Un membre du conseil de surveillance de la société mère du groupe SAP a été élu au comité d’entreprise de l’UES SAP France. Il figurait en tête de la liste CFDT des candidats titulaires.

La CGT@SAP a demandé l’annulation de son élection et celle du troisième collège auquel il appartient.

Lors de l’audience du 5 décembre 2016, le tribunal d'instance de Courbevoie jugera si un administrateur d’un groupe multinational peut être éligible au comité d’entreprise d’une filiale de ce groupe.

Pour la CGT@SAP, l’administrateur salarié n’a en outre pas été élu par les salariés qu’il est cependant censé représenter au conseil de surveillance de SAP SE (société européenne).

SAP SE : une société à directoire (« board ») et conseil de surveillance (« supervisory board »)

SAP est un groupe mondial éditeur de logiciels (plus de 70 000 salariés pour plus de 20 milliards d’euros de chiffre d’affaires). La société mère est immatriculée en Allemagne, sous le statut de société européenne. Ses organes de direction et d’administration sont équivalents à ceux d’une société anonyme avec directoire (« board ») et conseil de surveillance (« supervisory board »). Le premier assure la direction opérationnelle des activités ; le second définit la stratégie du groupe et en contrôle les activités.

Les statuts de SAP SE fixent la composition du conseil de surveillance à 18 membres, dont 9 pris parmi les salariés du groupe. Parmi ces 9 membres, un poste est réservé au pays où l’on compte le plus grand nombre de salariés après l’Allemagne. En l'occurrence, le poste revient à la France qui compte plus de 2 000 salariés, toutes filiales SAP confondues.

Pour désigner la personne qui allait représenter les salariés des filiales françaises, SAP a commencé par organiser une élection au sein de ces sociétés. Mais un désaccord entre SAP et la CFE-CGC a fait capoter le processus électoral. Ce syndicat exigeait que l'élu au conseil de surveillance puisse conserver ses autres mandats de représentants du personnel. SAP s'y opposait dans son projet de protocole électoral, reprenant les termes de l'article L225-30 du Code du commerce.

Prétendant ensuite qu’il n’y avait pas de loi française encadrant une telle élection, SAP s’est orienté vers une désignation par le comité d’entreprise de la société européenne : 25 membres, dont une seule salariée de SAP France.

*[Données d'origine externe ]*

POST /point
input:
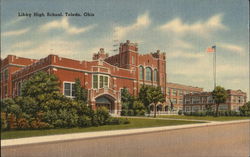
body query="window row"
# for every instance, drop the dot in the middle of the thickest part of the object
(69, 89)
(100, 81)
(150, 74)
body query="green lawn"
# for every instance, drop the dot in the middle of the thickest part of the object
(134, 123)
(209, 118)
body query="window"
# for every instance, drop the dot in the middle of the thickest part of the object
(180, 101)
(101, 80)
(106, 81)
(174, 101)
(69, 89)
(19, 86)
(195, 108)
(6, 74)
(169, 91)
(148, 74)
(180, 92)
(5, 90)
(155, 75)
(196, 100)
(141, 73)
(95, 81)
(174, 92)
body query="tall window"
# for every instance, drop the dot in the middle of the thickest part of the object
(133, 60)
(106, 80)
(100, 80)
(95, 81)
(141, 73)
(174, 92)
(19, 86)
(69, 89)
(148, 74)
(6, 74)
(155, 75)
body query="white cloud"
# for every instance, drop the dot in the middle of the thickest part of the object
(65, 25)
(58, 47)
(14, 21)
(231, 70)
(141, 22)
(186, 55)
(231, 47)
(23, 44)
(178, 43)
(16, 32)
(203, 28)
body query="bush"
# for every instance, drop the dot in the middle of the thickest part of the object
(36, 124)
(3, 121)
(23, 123)
(130, 112)
(187, 113)
(141, 113)
(117, 121)
(102, 115)
(124, 112)
(180, 112)
(84, 121)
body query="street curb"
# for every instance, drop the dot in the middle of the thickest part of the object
(98, 134)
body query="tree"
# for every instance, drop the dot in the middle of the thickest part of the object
(143, 96)
(81, 93)
(155, 95)
(220, 96)
(9, 107)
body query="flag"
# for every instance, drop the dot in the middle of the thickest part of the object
(211, 49)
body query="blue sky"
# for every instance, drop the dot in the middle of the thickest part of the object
(181, 28)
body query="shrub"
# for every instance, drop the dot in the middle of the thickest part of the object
(3, 121)
(23, 123)
(187, 113)
(102, 115)
(130, 112)
(116, 121)
(84, 121)
(124, 112)
(36, 124)
(141, 113)
(180, 112)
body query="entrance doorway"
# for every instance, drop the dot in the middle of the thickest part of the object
(105, 101)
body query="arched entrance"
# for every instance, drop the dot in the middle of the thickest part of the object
(105, 101)
(159, 107)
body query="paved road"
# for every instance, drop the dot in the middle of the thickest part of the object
(230, 140)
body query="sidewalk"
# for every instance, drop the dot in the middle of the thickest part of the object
(89, 135)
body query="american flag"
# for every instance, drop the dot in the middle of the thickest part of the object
(211, 49)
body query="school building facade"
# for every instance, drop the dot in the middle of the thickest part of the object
(104, 77)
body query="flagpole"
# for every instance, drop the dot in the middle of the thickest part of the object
(215, 68)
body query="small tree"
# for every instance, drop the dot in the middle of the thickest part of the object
(143, 96)
(220, 96)
(155, 95)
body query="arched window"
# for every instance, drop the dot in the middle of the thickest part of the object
(141, 73)
(148, 74)
(155, 75)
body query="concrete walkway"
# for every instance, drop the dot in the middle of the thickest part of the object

Le CE de la SE (équivalent d'un comité d’entreprise européen) a imposé que les candidats dépendent d’une organisation syndicale représentative ou qu’ils disposent d’une liste de 100 signatures soutenant leur candidature.

La CGT@SAP : pour l'élection et contre la co-gestion 

La CGT@SAP a été la seule à défendre par deux fois (au tribunal d'instance et en Cour d’appel) le droit des salariés à élire leur représentant au conseil de surveillance. Aucun syndicat ne l’a accompagnée dans ce sens. Les autres syndicats représentatifs se sont satisfaits d’un processus confidentiel de désignation d’un administrateur salarié. Les juges du fond français se sont déclarés incompétents. Ils ont malheureusement fait droit à une clause de compétence judiciaire qui imposait que tout litige portant sur cette élection soit portée devant le tribunal de Mannheim, en Allemagne.

Le salarié de SAP France, membre du conseil de surveillance de SAP, censé représenter les 2 000 salariés de France ne détient pas son mandat de leur choix. Peut-il alors représenter les salariés ? La CGT@SAP pense que non.

  • Comme membre du conseil de surveillance, le salarié administrateur reçoit une rémunération de 150 000 euros (en plus de son salaire) pour les réunions plénières et commissions auxquelles il est convoqué en Allemagne.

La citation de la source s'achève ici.